The apparatus of claim 12 wherein said specified threshold is determined by:

Th=(x/S)*B, where Th is the specified threshold; x represents the service transmission rate on each service gateway in the service gateway group; S represents the total service transmission rate; The constant is equal to the bandwidth allocated by the operator for the destination address; the total service transmission rate is obtained by performing a sum operation on the transmission rate of the destination address on all service gateways in the service gateway group.
A control system for a service transmission rate, comprising: a centralized control device and a service gateway group, wherein

The centralized control device is configured to receive service transmission rate information reported by each service gateway in the service gateway group, and when there is a service transmission rate greater than a traffic limiting threshold in the service transmission rate on each service gateway And the specified traffic threshold is set to a specified value, and the specified threshold is obtained, and the specified threshold is sent to the service gateways, where each service gateway is for the same purpose.
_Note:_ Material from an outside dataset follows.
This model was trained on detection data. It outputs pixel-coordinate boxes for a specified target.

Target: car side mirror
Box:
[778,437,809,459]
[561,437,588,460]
And a gateway that transmits the service data in parallel, and limits the service transmission rate of the service data according to the respective current limit thresholds; the service transmission rate information is used to indicate the service for the destination address on each service gateway. a transmission rate; the specified value satisfies the condition that the sum of the specified values on the service gateways is not greater than the bandwidth allocated by the operator for the destination address;

Each service gateway in the service gateway group is configured to report the service transmission rate information and limit the service transmission rate for the destination address on each service gateway according to the received specified threshold.
A control system for a service transmission rate, comprising: a service gateway group, wherein

The specified service gateway in the service gateway group is configured to receive service transmission rate information reported by other service gateways other than the specified service gateway in the service gateway group; and on any service gateway in the service gateway group When the service transmission rate is greater than the traffic limiting threshold corresponding to the service gateway, the current limiting threshold allocated to each service gateway in the service gateway group is adjusted to a specified value to obtain the specified threshold; and the The specified threshold is sent to the other service gateways.
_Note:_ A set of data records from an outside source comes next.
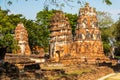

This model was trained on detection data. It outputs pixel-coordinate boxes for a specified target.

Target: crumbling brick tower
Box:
[75,3,104,58]
[15,23,31,55]
[50,11,72,59]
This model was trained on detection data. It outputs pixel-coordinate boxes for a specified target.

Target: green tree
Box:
[6,0,112,7]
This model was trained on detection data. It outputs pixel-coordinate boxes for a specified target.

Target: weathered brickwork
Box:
[75,3,103,57]
[50,3,105,62]
[50,11,72,61]
[15,23,31,55]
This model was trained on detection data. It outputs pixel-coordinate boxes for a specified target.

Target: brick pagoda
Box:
[15,23,31,55]
[75,3,104,58]
[50,3,109,64]
[50,11,72,59]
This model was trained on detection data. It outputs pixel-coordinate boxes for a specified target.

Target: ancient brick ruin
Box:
[15,23,31,55]
[74,3,103,57]
[50,11,72,59]
[50,3,105,63]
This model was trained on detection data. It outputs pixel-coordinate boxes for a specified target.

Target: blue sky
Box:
[0,0,120,21]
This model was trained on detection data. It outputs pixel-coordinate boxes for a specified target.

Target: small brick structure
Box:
[15,23,31,55]
[50,11,72,61]
[50,3,109,63]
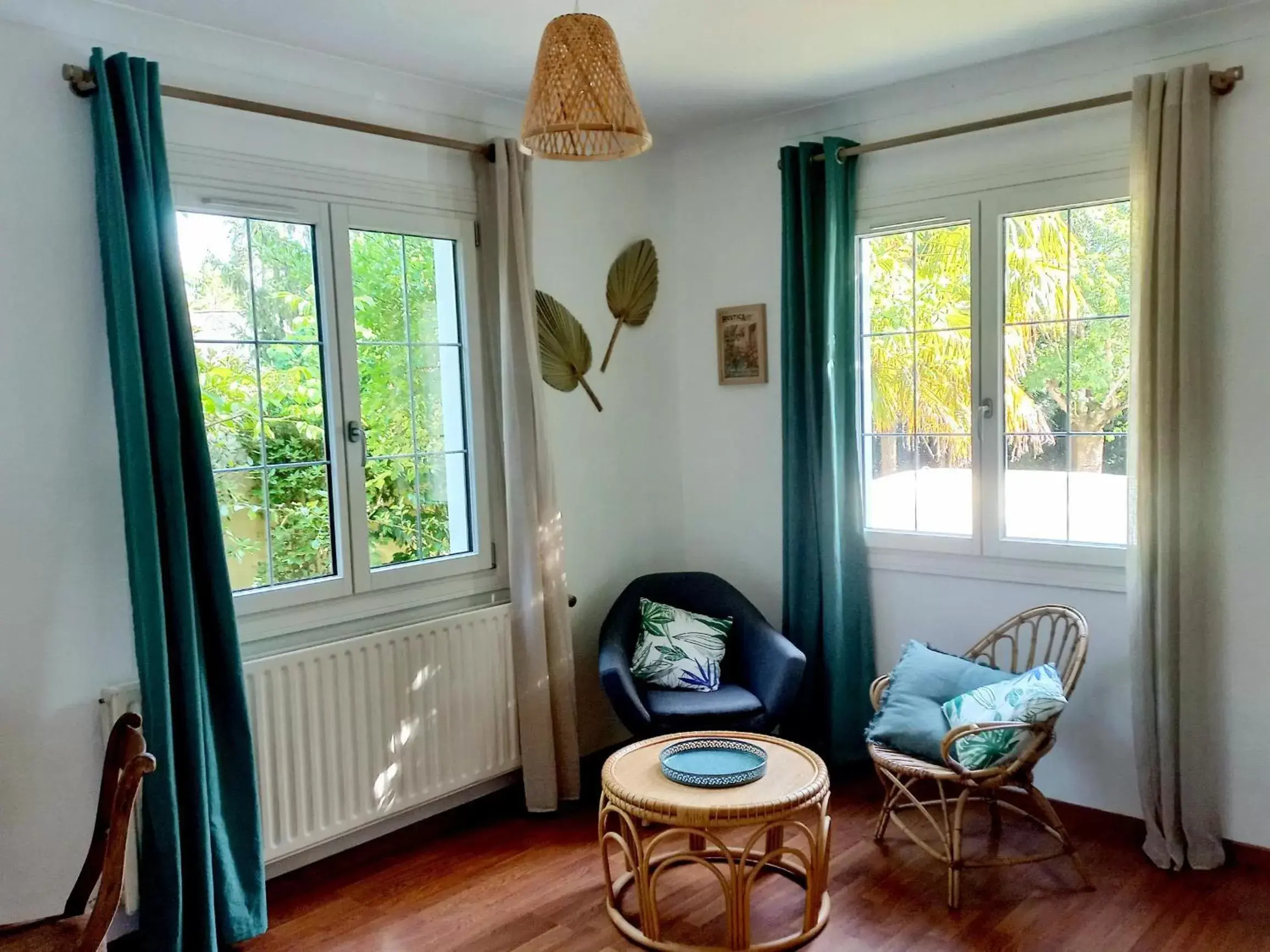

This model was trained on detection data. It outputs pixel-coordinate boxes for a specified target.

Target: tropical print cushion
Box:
[944,664,1067,770]
[631,598,732,691]
[865,641,1015,764]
Each service gateway is a gateway that transmits service data in parallel to the same destination address, and limits a service transmission rate of the service data according to a respective traffic limiting threshold; the service transmission rate information is used to indicate that The service transmission rate of the destination address on the service gateway; the specified value satisfies the following condition: the sum of the specified values on the service gateways is not greater than the bandwidth allocated by the operator for the destination address.
The system according to claim 15, wherein the designated service gateway is a service gateway determined by:

Performing a hash operation on the data of the destination address, and selecting the specified service gateway from the service gateway group according to the operation result.